The plagiarism controversy involving Southern Baptist Convention (SBC) President Ed Litton has trickled down to state-level denominational gatherings. At this week’s annual meeting of the Tennessee Baptist Convention (TBC), voters known as messengers overwhelmingly passed a resolution condemning plagiarism in church preaching and teaching.
According to The Tennessean, the passage represents “the first successful state-level effort of its kind,” further stoking a “heated political battle within the nation’s largest Protestant denomination.”
Ed Litton Plagiarism Controversy Hasn’t Subsided
After Ed Litton, an Alabama pastor, edged out Mike Stone, a Georgia pastor, in a runoff election at the SBC annual meeting in June, video came to light of a January 2020 sermon by Litton. The content was very similar to an earlier sermon by J.D. Greear, the North Carolina pastor who preceded Litton as SBC president.
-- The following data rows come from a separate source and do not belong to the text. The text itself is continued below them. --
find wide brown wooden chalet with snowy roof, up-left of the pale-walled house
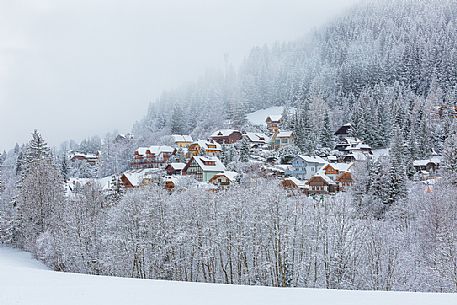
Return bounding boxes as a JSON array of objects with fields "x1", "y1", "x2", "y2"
[{"x1": 130, "y1": 145, "x2": 176, "y2": 169}]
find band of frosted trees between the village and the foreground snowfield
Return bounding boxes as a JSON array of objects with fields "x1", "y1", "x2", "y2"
[{"x1": 0, "y1": 132, "x2": 457, "y2": 292}]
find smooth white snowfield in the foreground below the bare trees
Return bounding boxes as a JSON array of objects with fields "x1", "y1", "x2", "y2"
[{"x1": 0, "y1": 247, "x2": 457, "y2": 305}]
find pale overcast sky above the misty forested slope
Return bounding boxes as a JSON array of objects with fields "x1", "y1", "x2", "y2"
[{"x1": 0, "y1": 0, "x2": 355, "y2": 150}]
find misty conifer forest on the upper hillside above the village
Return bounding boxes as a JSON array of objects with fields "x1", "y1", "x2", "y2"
[{"x1": 135, "y1": 0, "x2": 457, "y2": 147}]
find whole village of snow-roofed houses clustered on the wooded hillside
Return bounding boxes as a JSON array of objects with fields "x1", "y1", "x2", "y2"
[{"x1": 66, "y1": 115, "x2": 442, "y2": 195}]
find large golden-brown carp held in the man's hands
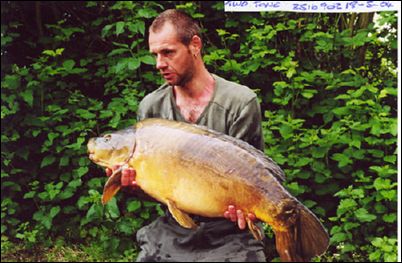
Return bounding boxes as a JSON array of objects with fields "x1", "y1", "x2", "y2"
[{"x1": 88, "y1": 119, "x2": 329, "y2": 261}]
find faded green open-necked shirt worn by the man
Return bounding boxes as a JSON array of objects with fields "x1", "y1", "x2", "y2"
[{"x1": 138, "y1": 74, "x2": 264, "y2": 150}]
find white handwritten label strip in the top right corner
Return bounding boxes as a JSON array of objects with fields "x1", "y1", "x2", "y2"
[{"x1": 225, "y1": 1, "x2": 401, "y2": 13}]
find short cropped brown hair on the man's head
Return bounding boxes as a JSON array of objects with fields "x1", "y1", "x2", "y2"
[{"x1": 149, "y1": 9, "x2": 201, "y2": 46}]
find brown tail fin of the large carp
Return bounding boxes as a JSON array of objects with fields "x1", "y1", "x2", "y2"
[{"x1": 274, "y1": 206, "x2": 329, "y2": 262}]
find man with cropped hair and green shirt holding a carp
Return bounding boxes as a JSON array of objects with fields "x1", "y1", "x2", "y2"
[{"x1": 107, "y1": 10, "x2": 265, "y2": 261}]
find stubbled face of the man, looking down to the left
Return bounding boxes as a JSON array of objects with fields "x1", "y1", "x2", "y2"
[{"x1": 149, "y1": 23, "x2": 195, "y2": 86}]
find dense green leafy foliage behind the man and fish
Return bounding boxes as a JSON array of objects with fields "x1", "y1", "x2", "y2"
[{"x1": 1, "y1": 1, "x2": 397, "y2": 261}]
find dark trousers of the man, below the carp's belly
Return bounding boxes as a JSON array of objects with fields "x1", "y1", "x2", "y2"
[{"x1": 137, "y1": 216, "x2": 266, "y2": 262}]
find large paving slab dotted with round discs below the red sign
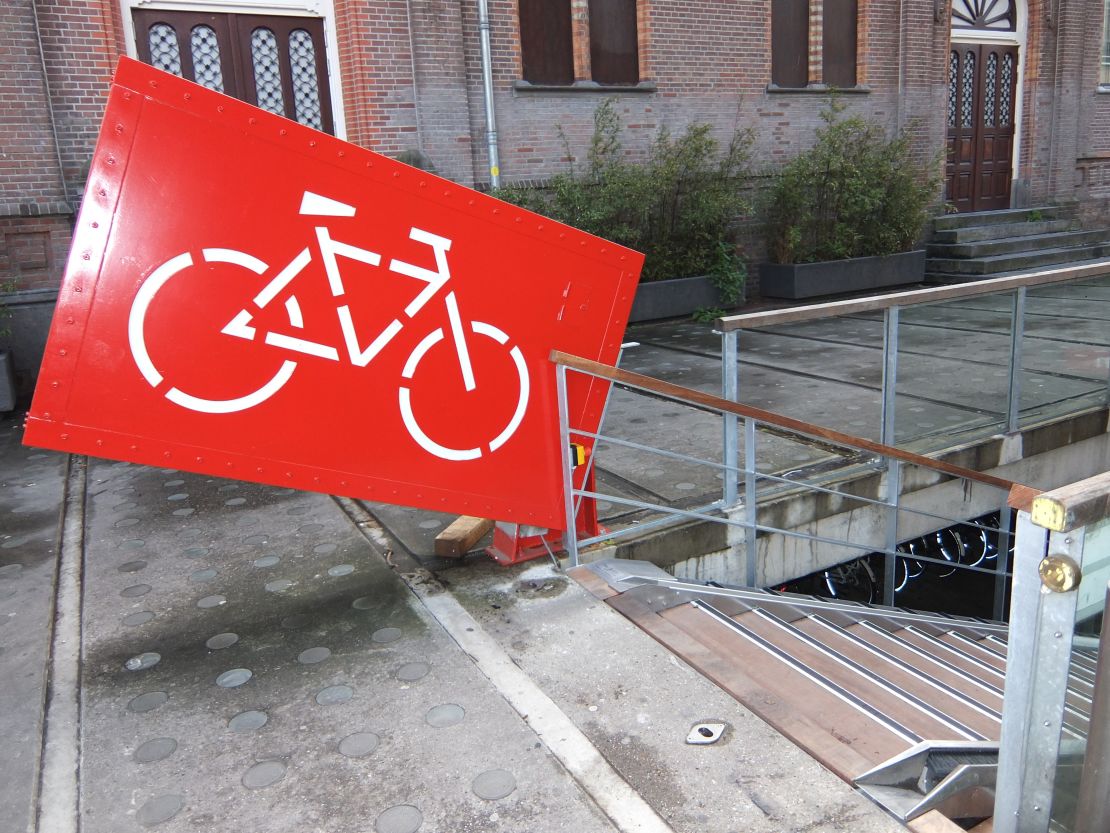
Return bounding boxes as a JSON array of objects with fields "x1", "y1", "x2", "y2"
[{"x1": 81, "y1": 461, "x2": 612, "y2": 833}]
Litton has said he received Greear’s permission to use the material but should have given proper credit from the pulpit. Litton also indicated that he apologized to congregants and takes the matter of plagiarism “very seriously.”
But supporters of Stone, who’s active in the Conservative Baptist Network (CBN), have been using the controversy to try to oust Litton from his leadership role. In July, the CBN called for Litton’s resignation, saying, “The testimony of Southern Baptists and of the gospel is at stake.”
Resolution Doesn’t Mention Ed Litton by Name
Lane Self, chair of the TBC’s resolutions committee, says the plagiarism resolution did indeed originate from the Ed Litton incident but “is not in any way targeting any individual.”
Shawn Allred, the pastor who submitted the resolution, denies submitting it for the CBN. Speaking during Wednesday’s session, in Brentwood, he said the resolution’s goal is “to affirm the importance of the fidelity of those who handle God’s Word each week.” Congregants, he said, expect “that those who stand before them handling God’s Word have received a fresh word from the Lord through the guidance of the Holy Spirit.” Allred added, “Those who choose to use the words and ideas of others and pass them off as their own without attribution undermine the spiritual work of the Holy Spirit for themselves and the congregants.”